By Mike Chambers
Correspondent
TRENTON, Ga. — For the second time in as many years, Trenton city leaders are working to get a federal grant that would clear the sight lines around the Dade County Courthouse of utility poles.
A 2008 estimate derived by city officials, Charter Cable, the Trenton Telephone Co. and Chattanooga’s EPB set the cost at $300,000 to remove utility poles along U.S. Highway 11 from the courthouse south to state Highway 136, said Peter Cervelli, manager of the city’s Better Home Town program.
To be considered for a grant from the Appalachian Regional Commission, however, an engineering study is required.
“Right now we don’t have any access to the grant without the engineering estimate,” Mayor Barton Harris told city commissioners last week.

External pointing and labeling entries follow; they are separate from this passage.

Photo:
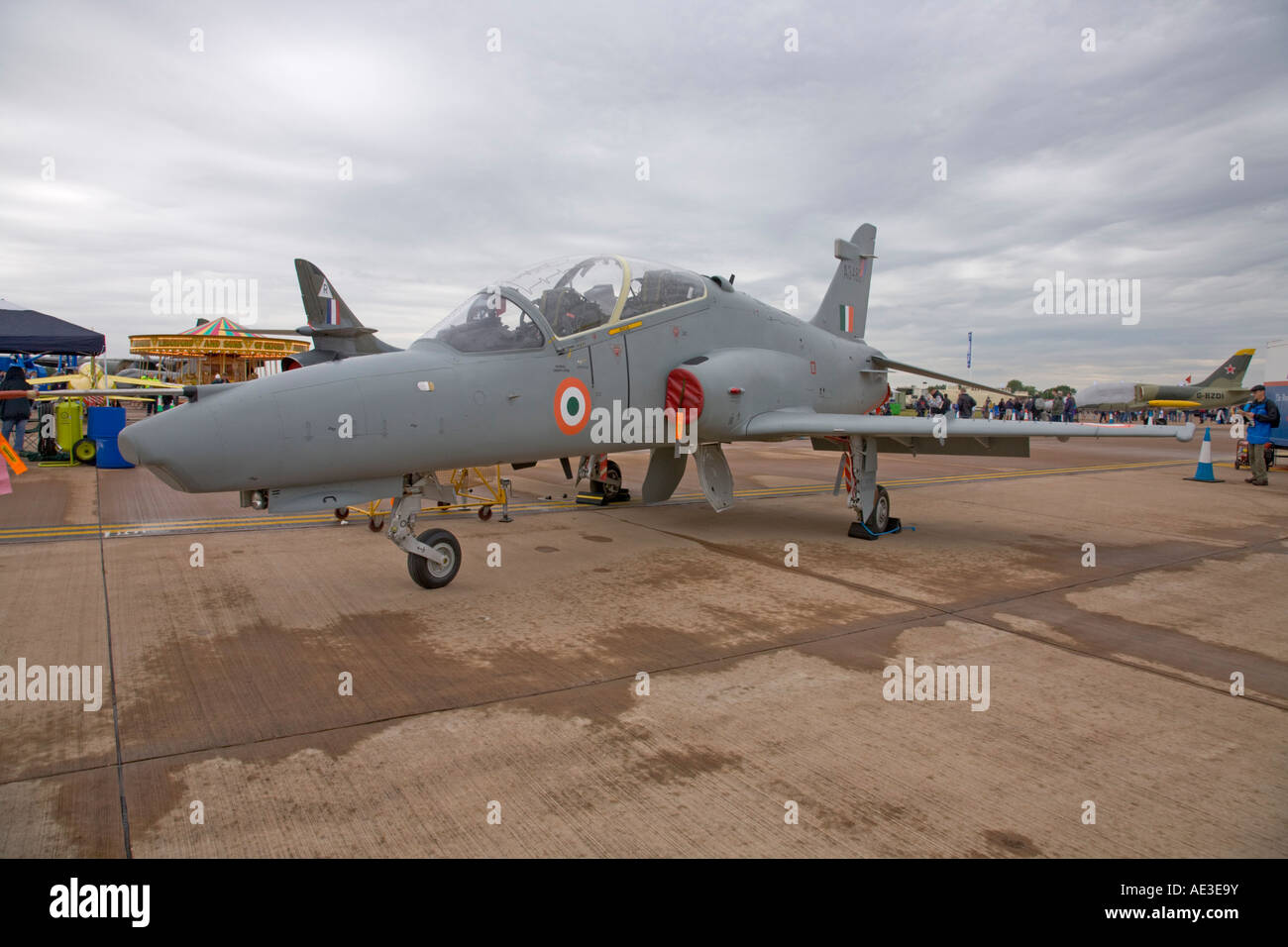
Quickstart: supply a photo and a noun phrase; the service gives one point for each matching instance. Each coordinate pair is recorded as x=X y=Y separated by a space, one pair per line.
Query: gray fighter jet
x=578 y=357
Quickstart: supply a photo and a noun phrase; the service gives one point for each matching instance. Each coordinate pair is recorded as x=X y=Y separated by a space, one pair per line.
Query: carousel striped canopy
x=222 y=326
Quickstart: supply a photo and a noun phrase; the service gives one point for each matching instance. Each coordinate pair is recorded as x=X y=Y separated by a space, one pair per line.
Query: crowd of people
x=1017 y=408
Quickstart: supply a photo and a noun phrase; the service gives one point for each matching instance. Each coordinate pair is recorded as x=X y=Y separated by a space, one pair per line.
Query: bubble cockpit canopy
x=572 y=294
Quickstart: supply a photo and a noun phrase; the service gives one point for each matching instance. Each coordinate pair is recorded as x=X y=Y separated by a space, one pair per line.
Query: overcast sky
x=471 y=163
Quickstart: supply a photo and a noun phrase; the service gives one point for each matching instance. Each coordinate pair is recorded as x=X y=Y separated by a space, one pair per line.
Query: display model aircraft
x=1223 y=388
x=516 y=372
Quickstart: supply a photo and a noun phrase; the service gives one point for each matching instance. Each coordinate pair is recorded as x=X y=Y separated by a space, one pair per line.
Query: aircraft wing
x=786 y=423
x=883 y=363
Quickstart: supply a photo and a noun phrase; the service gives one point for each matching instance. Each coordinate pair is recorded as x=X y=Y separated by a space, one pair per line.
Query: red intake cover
x=683 y=390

“Hopefully an engineering estimate will bring that cost down to something more manageable.” said Harris.
Commissioners voted unanimously to spend several thousand dollars of remaining SPLOST money to hire Arcadis engineering of Chattanooga to conduct the study.
“The goal is to improve the look of downtown as well as to repair sidewalks that are not ADA (Americans with Disabilities Act) compliant,” Cervelli said.
“The goal is not just to make it look pretty, which hopefully it will do, but make it more appealing for people to come downtown, be downtown, shop downtown, play downtown as well as make it more attractive for industries and business to come and invest.”
Harris said several options could be considered, from moving the utility poles behind the buildings or putting the lines underground.
After the study is completed, the grant process would go through state officials to ultimately be considered by the Appalachian Regional Commission in Washington, D.C.